It was cold and there was snow on the ground and he rode past me and kept on goin'. Never said nothin' goin' by. He just rode on past ... and he had his blanket wrapped around him and his head down and when he rode past I seen he was carryin' fire in a horn the way people used to do and I could see the horn from the light inside of it. 'Bout the color of the moon. And in the dream I knew that he was goin' on ahead and he was fixin' to make a fire somewhere out there in all that dark and all that cold, and I knew that whenever I got there he would be there. And then I woke up.*I'm not sure which ached more, the thought of that fiery horn or the waking up. Any of you out there an orphan, father gone, can bawl along with me, in this "world more full of weeping than we can understand." And I thank the Coens for a good cry, and for reminding us--OK, reminding me--that much is taken, and much remains--and more will go.
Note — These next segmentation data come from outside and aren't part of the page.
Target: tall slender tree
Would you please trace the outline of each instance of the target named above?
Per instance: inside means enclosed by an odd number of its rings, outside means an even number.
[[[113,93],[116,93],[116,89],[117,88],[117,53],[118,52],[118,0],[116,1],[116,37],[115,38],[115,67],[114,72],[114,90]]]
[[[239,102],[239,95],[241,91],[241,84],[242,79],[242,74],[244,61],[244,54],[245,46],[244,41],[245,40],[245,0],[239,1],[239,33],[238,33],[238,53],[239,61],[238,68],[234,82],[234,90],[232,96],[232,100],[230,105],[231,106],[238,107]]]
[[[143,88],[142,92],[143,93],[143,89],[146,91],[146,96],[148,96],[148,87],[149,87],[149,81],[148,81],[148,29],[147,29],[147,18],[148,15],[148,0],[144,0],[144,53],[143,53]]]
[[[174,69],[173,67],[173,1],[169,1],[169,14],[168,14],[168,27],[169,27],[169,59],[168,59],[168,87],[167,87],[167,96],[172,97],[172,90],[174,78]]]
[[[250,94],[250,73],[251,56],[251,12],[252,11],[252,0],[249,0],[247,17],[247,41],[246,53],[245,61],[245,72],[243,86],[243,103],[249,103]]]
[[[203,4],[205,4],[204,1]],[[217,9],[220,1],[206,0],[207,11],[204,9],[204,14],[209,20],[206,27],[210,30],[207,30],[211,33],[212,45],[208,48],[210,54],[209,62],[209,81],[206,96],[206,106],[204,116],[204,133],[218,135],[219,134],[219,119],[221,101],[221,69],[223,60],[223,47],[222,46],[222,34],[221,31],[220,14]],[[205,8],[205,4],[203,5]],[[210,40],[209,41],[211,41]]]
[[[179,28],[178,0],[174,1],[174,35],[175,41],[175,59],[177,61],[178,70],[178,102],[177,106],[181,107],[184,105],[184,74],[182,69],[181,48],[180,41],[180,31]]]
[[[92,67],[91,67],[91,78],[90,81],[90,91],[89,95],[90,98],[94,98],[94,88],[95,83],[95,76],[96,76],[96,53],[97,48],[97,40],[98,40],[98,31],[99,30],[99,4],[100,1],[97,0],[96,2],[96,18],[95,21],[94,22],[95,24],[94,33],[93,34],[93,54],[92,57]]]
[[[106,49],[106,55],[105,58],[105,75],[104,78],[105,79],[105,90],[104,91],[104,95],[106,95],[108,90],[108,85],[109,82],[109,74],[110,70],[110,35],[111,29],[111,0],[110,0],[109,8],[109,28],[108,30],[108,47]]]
Jeez, even the last roaring moments of The Shining make me sad now, Father Jack losing himself, love turned upside-down "in all that dark and all that cold."
(But the brothers made it up to us Oscar night, with an image in their acceptance speech that made me laugh out loud: Ethan, eleven years old, down at the airport, wearing a suit and carrying a briefcase, Joel shooting their first movie: Henry Kissinger: Man on the Go.)
*Thanks, IMDb; I'll trust the accuracy of your quote.